En 1988, Meryl Streep y Sam Neill protagonizaron la película Un grito en la oscuridad (A cry in the Dark), basada en uno de los juicios más famosos –y polémicos– de la historia judicial australiana: el proceso contra el matrimonio Chamberlain por la desaparición de su hija pequeña. Los hechos comenzaron ocho años antes: Lindy Chamberlain, su esposo Michael –reverendo adventista– y sus tres hijos –los niños Reagan y Aidan, de 4 y 6 años respectivamente, y el bebé Azaria, con apenas 10 semanas de vida– salieron de su domicilio en Mount Isa (Queensland, al este de Australia) para acampar en el Uluru, la célebre montaña roja de Ayers Rock, en el Territorio del Norte. La noche del 17 de agosto de 1980, el matrimonio cenó con sus hijos y otros campistas en la zona de barbacoas. Entonces, tanto la propia Lindy como su marido y otra turista, Sally Lowe, vieron algunos dingos –un perro salvaje australiano– merodeando por la zona de acampada y cerca de los contenedores de basura.

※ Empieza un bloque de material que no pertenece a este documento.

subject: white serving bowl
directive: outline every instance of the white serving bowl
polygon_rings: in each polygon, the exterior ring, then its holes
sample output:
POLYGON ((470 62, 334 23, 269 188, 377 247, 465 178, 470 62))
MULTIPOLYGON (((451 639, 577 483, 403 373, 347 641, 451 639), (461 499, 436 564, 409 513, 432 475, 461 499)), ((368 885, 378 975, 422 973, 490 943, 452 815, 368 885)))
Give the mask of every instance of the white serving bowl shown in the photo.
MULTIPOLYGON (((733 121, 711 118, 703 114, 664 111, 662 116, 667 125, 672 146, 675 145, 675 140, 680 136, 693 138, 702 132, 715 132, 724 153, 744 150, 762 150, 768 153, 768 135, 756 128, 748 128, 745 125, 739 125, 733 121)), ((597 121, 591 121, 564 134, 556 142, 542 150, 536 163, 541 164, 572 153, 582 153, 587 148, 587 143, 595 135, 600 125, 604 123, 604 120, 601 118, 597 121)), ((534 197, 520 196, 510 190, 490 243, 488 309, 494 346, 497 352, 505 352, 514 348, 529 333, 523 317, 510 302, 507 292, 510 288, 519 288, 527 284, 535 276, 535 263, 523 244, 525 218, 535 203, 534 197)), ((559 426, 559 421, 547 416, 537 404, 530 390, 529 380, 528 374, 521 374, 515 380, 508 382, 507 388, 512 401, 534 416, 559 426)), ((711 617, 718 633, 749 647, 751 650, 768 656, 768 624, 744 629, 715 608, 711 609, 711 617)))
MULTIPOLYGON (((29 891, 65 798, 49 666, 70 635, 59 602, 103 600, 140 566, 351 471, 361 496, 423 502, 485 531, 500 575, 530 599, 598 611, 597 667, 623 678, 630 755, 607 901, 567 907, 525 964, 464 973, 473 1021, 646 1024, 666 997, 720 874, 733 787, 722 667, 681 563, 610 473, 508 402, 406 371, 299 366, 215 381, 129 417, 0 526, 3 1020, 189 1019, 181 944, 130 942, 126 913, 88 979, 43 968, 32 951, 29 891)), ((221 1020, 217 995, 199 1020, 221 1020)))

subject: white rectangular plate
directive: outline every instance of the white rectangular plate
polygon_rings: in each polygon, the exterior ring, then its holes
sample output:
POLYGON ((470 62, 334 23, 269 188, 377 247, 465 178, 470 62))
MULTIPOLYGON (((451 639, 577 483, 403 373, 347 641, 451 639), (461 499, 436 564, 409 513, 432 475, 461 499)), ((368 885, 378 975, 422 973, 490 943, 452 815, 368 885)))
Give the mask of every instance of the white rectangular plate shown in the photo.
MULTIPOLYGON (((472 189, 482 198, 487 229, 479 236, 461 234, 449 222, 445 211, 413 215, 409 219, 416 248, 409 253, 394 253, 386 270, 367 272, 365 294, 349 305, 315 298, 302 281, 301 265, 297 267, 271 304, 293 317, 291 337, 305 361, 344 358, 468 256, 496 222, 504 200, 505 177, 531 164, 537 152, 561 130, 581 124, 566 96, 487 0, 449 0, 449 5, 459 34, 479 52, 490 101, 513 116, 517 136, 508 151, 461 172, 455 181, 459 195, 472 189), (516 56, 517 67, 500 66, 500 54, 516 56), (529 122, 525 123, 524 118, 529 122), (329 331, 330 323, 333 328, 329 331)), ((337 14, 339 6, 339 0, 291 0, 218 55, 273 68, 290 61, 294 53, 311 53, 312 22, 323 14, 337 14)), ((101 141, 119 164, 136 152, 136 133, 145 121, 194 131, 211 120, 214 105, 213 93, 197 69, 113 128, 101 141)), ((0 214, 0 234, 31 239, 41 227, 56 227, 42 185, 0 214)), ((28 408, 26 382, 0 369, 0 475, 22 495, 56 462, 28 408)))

Al acabar la cena, Lindy dejó al bebé dentro de la tienda de campaña al lado de su hermano Reagan, que ya estaba dormido, y regresó a la barbacoa hasta que le pareció oír el llanto de un bebé. Volvió a la tienda y pudo ver a uno de aquellos perros llevándose el cuerpo de su hija pequeña entre las fauces. Su grito ¡Dios mío, Dios mío, el dingo tiene a mi niña! conmocionó a todo el cámping. Rápidamente se formó un grupo de búsqueda de más de 300 personas que trataron de localizar a la pequeña Azaria con linternas durante toda la noche, pero fue inútil. Nunca se encontró el cuerpo.
A partir de aquel momento, la desaparición del bebé dio un giro insospechado cuando, a pesar de que el matrimonio se declaró inocente y de que, una semana más tarde, una fotógrafa encontró los pañales y la ropa ensangrentada de la niña junto a una senda por donde solían pasar estos animales, la investigación –sin testigos, ni pruebas ni tan siquiera el cadáver– acusó a la madre de haber degollado a su hija con la complicidad de su marido, basándose en elementos tan circunstanciales como que un dingo nunca se había comportado antes de aquel modo, que el padre no sólo no participó en los grupos de búsqueda sino que rezó por su hija dándola por muerta y que Lindy –que solía llevar a la niña vestida de negro– no mostró en ningún momento signos de tristeza, de acuerdo con sus convicciones religiosas.
Tanto la particular instrucción del caso, por parte de los detectives (que identificaron como sangre lo que no era más que un resto de pintura seca en el asiento del coche familiar) como la posición de la prensa (que no dudó en acusar a los Chamberlain de haber sacrificado a su hija en un ritual) concluyeron el 29 de octubre de 1982 cuando un Tribunal condenó a Lindy a cadena perpetua en la prisión de Darwin y, a su esposo, a 18 meses de reclusión, pena que –en interés de la justicia, como señaló la sentencia– se conmutó por libertad condicional para que Michael pudiera hacerse cargo de sus hijos.
Aunque sus abogados recurrieron el fallo, la madre de la pequeña Azaria estuvo encarcelada durante seis años más hasta que el Tribunal Penal de Apelación del Territorio del Norte reabrió el caso en 1988, anuló el proceso, dejó en libertad a Lindy y condenó al Estado a indemnizarla con 1.300.000 dólares australianos. A pesar de todo, en una encuesta de aquella época, más de la mitad de sus compatriotas aún la consideraban culpable debido, en gran parte, al subjetivo papel de los medios de comunicación que, convertidos en juez y parte, dieron al caso una excesiva trascendencia social, más allá de la actuación meramente judicial, y olvidándose de un principio básico del sistema procesal: la presunción de inocencia.
Hablando de este derecho, recordemos que, por ejemplo, el Convenio Europeo de Derechos Humanos ya señaló en 1950 que (…) el acceso a la sala de audiencia puede ser prohibido a la prensa (…) cuando en circunstancias especiales la publicidad pudiera ser perjudicial para los intereses de la justicia (Art. 6 CEDH).
El caso se cerró, finalmente, en junio de 2012 cuando la Justicia valoró las nuevas pruebas forenses halladas en una madriguera de dingos, exculpó a la madre y concluyó que el bebé Azaria había muerto por el ataque de estos animales.
El caso se cerró, finalmente, en junio de 2012 cuando la Justicia valoró las nuevas pruebas forenses halladas en una madriguera de dingos, exculpó a la madre y concluyó que el bebé Azaria había muerto por el ataque de estos animales.